Another idea is to find a way to copy the CC register without CPU involvement. We looked into the PPI but could not find a way to do this. 

Any other ideas?

  • Some more background:

    Our interrupt handler is running at level-2 which is the highest allowed when the SD is running. The shortest time between interrupts is 36us. If the SD runs at a higher IRQ level for 36us we could miss a data bit. 

    This chart from the SD spec tells us the maximum latency at IRQ-0 is much longer than 36us, however these numbers are for different use cases. In our case the nRF is a BLE peripheral connected to just 1 central. There are no read or write operations. The nRF is only sending 20-byte notification packets. Do you have latency numbers for sending notifications?

  • Hi Michael

    Do you have a specification document for the SENT protocol?
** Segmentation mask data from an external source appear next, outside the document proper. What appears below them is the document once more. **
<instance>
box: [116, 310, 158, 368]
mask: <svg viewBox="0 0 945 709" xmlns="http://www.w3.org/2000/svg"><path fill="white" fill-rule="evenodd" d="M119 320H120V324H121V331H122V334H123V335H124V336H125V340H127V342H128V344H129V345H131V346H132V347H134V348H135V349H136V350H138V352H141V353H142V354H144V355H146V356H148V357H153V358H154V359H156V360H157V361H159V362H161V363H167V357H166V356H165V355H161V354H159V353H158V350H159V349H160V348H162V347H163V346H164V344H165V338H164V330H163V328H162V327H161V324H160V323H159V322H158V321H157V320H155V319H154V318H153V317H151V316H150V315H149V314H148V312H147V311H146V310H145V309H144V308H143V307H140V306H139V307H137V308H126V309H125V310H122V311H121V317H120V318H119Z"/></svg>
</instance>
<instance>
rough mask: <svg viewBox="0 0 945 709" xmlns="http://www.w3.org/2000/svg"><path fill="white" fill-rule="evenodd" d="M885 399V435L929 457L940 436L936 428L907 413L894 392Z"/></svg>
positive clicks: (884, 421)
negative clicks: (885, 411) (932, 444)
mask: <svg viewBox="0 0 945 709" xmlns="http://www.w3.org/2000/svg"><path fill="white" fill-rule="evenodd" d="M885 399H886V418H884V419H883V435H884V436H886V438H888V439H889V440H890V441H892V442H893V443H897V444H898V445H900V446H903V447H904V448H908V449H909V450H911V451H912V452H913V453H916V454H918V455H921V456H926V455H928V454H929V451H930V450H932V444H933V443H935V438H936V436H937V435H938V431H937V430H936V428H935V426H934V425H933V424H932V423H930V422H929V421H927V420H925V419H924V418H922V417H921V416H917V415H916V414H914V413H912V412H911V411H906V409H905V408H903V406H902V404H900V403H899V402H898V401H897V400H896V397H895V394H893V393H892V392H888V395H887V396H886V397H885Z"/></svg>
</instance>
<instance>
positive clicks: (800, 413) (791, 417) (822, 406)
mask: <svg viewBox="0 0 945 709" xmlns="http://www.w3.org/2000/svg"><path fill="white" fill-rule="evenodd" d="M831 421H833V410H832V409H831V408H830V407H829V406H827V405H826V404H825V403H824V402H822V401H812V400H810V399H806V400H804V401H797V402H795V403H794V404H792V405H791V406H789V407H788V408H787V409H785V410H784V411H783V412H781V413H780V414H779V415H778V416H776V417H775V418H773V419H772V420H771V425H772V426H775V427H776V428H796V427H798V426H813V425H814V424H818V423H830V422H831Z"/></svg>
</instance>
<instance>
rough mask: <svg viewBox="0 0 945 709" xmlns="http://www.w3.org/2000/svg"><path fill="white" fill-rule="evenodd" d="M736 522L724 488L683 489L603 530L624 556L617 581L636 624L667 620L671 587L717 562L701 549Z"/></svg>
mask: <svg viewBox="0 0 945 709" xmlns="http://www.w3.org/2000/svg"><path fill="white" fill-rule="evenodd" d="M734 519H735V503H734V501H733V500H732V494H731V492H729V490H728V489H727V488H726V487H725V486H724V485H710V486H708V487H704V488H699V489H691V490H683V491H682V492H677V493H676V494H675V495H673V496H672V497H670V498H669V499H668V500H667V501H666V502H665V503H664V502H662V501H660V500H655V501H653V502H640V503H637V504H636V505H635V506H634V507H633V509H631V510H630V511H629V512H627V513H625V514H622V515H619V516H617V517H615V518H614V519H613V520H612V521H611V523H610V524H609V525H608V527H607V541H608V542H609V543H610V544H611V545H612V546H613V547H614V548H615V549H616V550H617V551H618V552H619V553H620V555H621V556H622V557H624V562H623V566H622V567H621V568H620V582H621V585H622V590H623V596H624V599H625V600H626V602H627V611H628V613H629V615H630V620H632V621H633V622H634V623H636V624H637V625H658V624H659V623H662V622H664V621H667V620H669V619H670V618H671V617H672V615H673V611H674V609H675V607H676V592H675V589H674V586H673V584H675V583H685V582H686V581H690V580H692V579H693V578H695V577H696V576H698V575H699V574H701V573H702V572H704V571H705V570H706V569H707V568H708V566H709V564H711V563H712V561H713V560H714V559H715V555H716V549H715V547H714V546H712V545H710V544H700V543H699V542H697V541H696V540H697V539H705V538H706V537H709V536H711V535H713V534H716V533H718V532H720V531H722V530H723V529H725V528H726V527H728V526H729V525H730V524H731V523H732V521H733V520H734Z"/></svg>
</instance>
    A possible solution to your problem is to use the SAADC periheral to sample the 1-wire data line. The SAADC uses easyDMA to allow sampled data to be stored in RAM automatically, and uses double buffering to ensure that you can switch from one buffer to the next even if the buffer fills up in the middle of a SoftDevice interrupt. 

    This use case has been tried out earlier in order to emulate a UART RX line without needing a dedicated UART peripheral, and your use case seems quite similar. You just need to set the ADC sample rate according to the maximum frequency of your signal. 

    mchartier said:
    This chart from the SD spec tells us the maximum latency at IRQ-0 is much longer than 36us, however these numbers are for different use cases. In our case the nRF is a BLE peripheral connected to just 1 central. There are no read or write operations. The nRF is only sending 20-byte notification packets. Do you have latency numbers for sending notifications?

    The 'Processing at the end of a connection event' interrupt will be shorter when you are only sending 20 bytes, but it will still be longer than 36us. 

    The 'Processing when preparing the radio for a connection event' is also longer than 36us, and is not as much affected by how much data is being sent or not.